Environment Influences the Body Plans of Organisms

¶ … Environment Influences the Body Plan of Organisms

The distinction between Radiata and Bilateria, or organisms with a radial or bilateral symmetry, is that the latter have a dorsal/ventral polarity resulting in bilateral body axes (reviewed by Martindale and Henry, 1998). By comparison, species with radial symmetry, the Radiata, have a single anterior/posterior axis in their body plan and no dorsal/ventral polarity. Another general distinction is the presence of three germ layers in the Bilateria, which are the endoderm, ectoderm, and mesoderm. These three pluripotent cell types will give rise to organs and internal epithelial layers, skin and nervous tissues, and muscle and connective tissues, respectively.

Role of Environment

Radiata contain a digestive tract that is perpendicular to radial structures (reviewed by Martindale and Henry, 1998). For example, the cnidarians have a mouth that is surrounded by radial pattern of tentacles. After the food enters the mouth, it collects in a gastric cavity shaped like a bowl. The Radiata ctenophores have a complete digestive system resembling that found in vertebrates, with a mouth, esophagus, gut, and anus, but the axis is also perpendicular to the radial structures (tentacles).

By comparison, Bilateria have a nervous system, gut, and in many cases appendages with an anterior/posterior axis of orientation. The evolution of Bilateria is believed to represent a less passive method for finding food, one that depends on a nervous system capable of sensing and reacting to environmental cues through motor commands (reviewed by Yoshimura and Motokawa, 2010). Bilateria are therefore capable of actively moving toward food sources, whereas Radiata are generally forced to wait for the food to come within range of their tentacles. The evolution of bilateral symmetry has allowed exploitation of environmental niches normally out of reach for organisms with a radial symmetry.

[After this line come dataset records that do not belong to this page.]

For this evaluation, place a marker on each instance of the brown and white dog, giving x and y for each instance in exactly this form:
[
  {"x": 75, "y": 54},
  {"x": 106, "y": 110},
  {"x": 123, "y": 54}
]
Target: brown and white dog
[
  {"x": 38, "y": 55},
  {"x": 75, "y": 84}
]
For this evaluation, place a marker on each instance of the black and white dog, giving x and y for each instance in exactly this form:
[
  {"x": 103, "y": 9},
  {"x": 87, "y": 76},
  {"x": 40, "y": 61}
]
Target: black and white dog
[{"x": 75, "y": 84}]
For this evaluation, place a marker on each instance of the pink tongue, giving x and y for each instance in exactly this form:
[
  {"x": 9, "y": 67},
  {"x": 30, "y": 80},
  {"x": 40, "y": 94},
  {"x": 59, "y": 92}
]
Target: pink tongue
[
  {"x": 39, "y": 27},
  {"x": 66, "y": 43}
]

Case Study in Bilateral Symmetry Evolution

Sea urchins are members of Radiata; however, sea urchins with bilateral symmetry have emerged at least twice during evolutionary history (reviewed by Yoshimura and Motokawa, 2010). The bilateral sea urchins of the Early Jurassic period had an anus positioned near the end of the body and when engaged in locomotive activity, kept the anus oriented rearward. The slimming of the bilateral sea urchin body shape is believed to have facilitated digging into the sand for food because less sand had to be moved, and the rearward pointing anus more sanitary.